BACA JUGA: Satu-satunya RS di Ibu Kota Provinsi Kurang Pegawai

Apalagi menurut dia, desa-desa yang ada di Bulungan ini masih terbilang minim untuk dijadikan satu kecamatan.

“Berbeda dengan DOB Krayan yang desa-desanya berdekatan dalam satu kecamatan dan jumlahnya banyak. Kita di Bulungan berjauhan, bahkan jumlah penduduk juga masih minim,” jelas Sudjati.

Sementara itu, Ketua Dewan Presidium DOB Kota Tanjung Selor, Achmad Djufrie membenarkan bahwa draf pembentukan DOB Tanjung Selor masih mandek di Bagian Pemerintahan Sekretariat Kabupaten Bulungan.

“Informasinya belum lengkap dan masih ada yang diselesaikan,” kata Djufrie.

Namun demikian, dirinya tidak mengetahui apa saja kendalanya. Sebab, selama ini Tapem Sekretariat Daerah Bulungan belum pernah menjelaskan. “Jadi harapan kami ada kerja samanya. Apa sih masalahnya,” katanya.

Padahal kata dia, yang diinginkan saat ini dalam pembentukan DOB Tanjung selor hanya penyerahan SK Bupati dan DPRD Bulungan ke provinsi sehingga bisa diparipurnakan oleh DPRD Kaltara.

“Sebenarnya cukup SK persetujuan bupati dan DPRD Bulungan, bahwa siap untuk dimekarkan,” tegasnya.

Akan tetapi, diakuinya, pihak Tapem Bulungan menterjemahkan hal yang berbeda hingga akhirnya progres pembentukan DOB Tanjung Selor terkesan lamban.

“Kami saja sudah berulang-ulang menagih agar segera menyerahkan.

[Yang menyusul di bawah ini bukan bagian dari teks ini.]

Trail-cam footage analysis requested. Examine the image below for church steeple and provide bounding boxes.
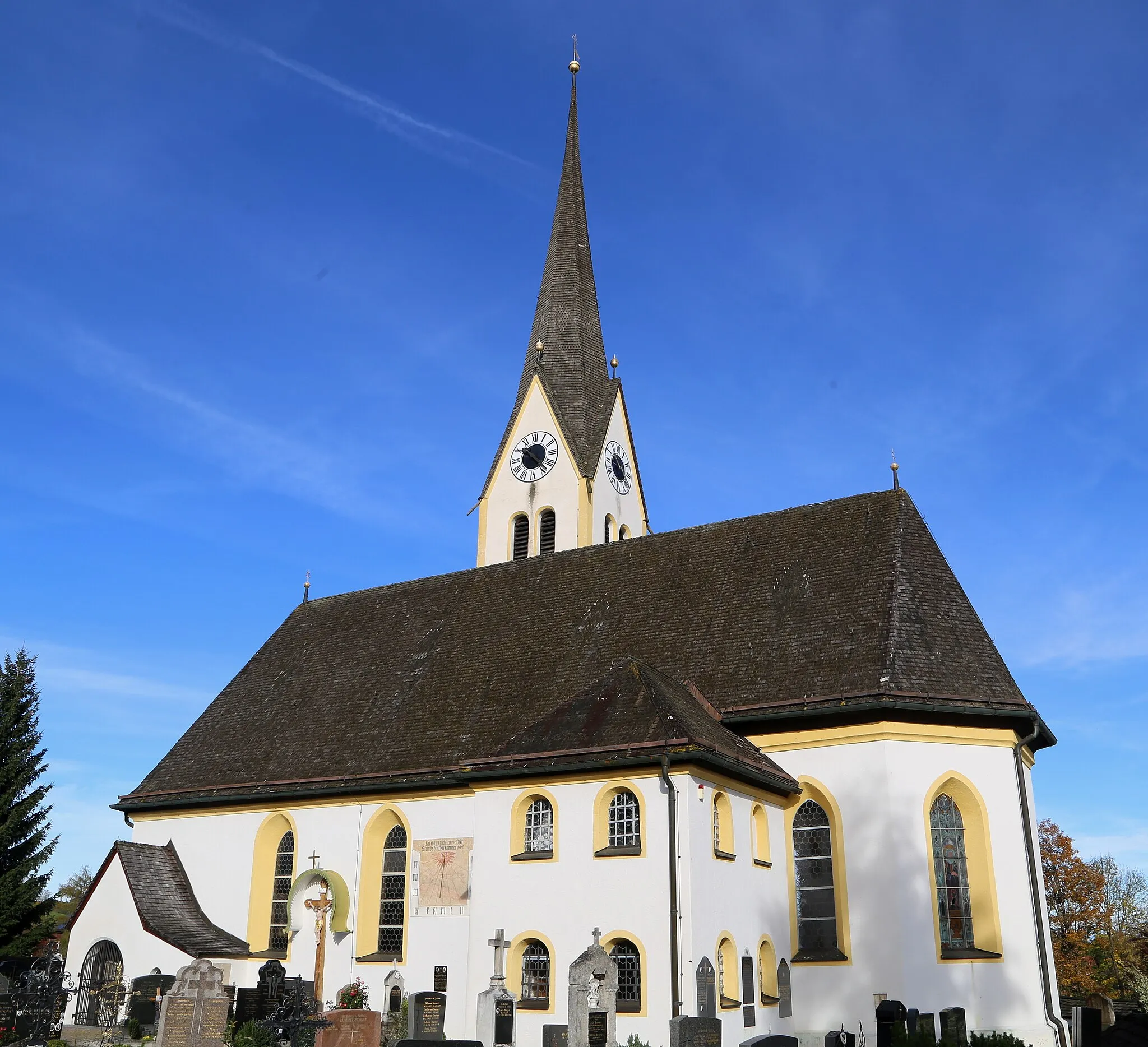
[479,61,646,565]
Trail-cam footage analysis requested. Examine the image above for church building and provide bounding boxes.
[67,61,1064,1047]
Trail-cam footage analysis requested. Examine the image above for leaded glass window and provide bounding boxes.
[606,789,642,847]
[522,796,554,851]
[522,941,550,1006]
[379,826,406,956]
[267,829,295,953]
[609,938,642,1012]
[793,800,837,953]
[929,792,976,948]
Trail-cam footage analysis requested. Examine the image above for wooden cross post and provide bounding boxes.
[303,879,334,1010]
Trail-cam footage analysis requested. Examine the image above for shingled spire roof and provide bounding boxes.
[487,71,619,484]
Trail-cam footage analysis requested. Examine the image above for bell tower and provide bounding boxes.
[478,52,649,567]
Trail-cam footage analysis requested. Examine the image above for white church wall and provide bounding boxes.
[591,396,645,543]
[681,772,793,1044]
[64,858,192,1022]
[779,740,1053,1045]
[481,381,582,564]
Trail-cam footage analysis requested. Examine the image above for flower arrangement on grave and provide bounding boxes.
[335,978,366,1010]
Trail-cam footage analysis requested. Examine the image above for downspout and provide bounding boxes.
[1012,725,1069,1047]
[661,753,675,1019]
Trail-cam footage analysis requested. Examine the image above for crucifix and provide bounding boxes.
[487,928,510,989]
[303,879,334,1007]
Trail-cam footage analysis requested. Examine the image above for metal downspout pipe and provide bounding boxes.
[661,753,675,1019]
[1012,724,1069,1047]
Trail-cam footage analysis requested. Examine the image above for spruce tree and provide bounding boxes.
[0,648,56,956]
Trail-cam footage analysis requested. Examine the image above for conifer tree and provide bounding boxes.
[0,648,56,956]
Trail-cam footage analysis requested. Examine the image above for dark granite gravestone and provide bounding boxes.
[495,997,515,1045]
[406,992,447,1040]
[695,956,718,1018]
[669,1015,721,1047]
[585,1010,609,1047]
[877,1000,908,1047]
[777,960,793,1018]
[542,1025,568,1047]
[940,1007,969,1047]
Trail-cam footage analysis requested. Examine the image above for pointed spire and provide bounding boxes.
[496,61,615,475]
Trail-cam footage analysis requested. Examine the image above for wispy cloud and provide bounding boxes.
[140,0,537,179]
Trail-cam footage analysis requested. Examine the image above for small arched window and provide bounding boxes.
[522,796,554,853]
[606,789,642,847]
[264,829,295,953]
[609,938,642,1012]
[793,800,839,958]
[518,938,550,1010]
[539,508,554,553]
[379,826,406,960]
[929,792,976,949]
[513,516,530,560]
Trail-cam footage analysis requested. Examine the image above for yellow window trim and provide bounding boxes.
[601,931,650,1018]
[507,787,558,865]
[506,931,561,1014]
[353,804,414,967]
[594,779,650,861]
[924,770,1004,963]
[785,775,853,967]
[247,810,298,956]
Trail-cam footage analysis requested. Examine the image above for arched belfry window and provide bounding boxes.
[539,508,554,553]
[379,826,406,958]
[518,939,550,1010]
[512,516,530,560]
[929,792,976,949]
[609,938,642,1012]
[522,796,554,853]
[793,800,844,960]
[264,829,295,953]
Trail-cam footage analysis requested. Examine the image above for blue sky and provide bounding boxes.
[0,0,1148,876]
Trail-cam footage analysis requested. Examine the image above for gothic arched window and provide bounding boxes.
[929,792,976,949]
[609,938,642,1012]
[606,789,642,847]
[539,508,554,553]
[512,516,530,560]
[264,829,295,953]
[379,826,406,958]
[522,796,554,852]
[519,938,550,1010]
[793,800,839,958]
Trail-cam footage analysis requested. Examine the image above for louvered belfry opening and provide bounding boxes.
[539,508,554,552]
[513,517,530,560]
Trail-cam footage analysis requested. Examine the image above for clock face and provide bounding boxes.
[606,439,633,495]
[510,430,558,483]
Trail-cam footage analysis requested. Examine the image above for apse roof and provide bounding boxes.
[117,490,1055,809]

Tapi yang ada dijanjikan secepatnya dalam satu minggu akan diserahkan,” katanya.

Ia mendorong percepatan DOB Tanjung Selor tersebut. Pasalnya, SK persetujuan dari pemerintah kabupaten dan provinsi harus segera didaftarkan ke Kemendagri sebelum 2017 berakhir.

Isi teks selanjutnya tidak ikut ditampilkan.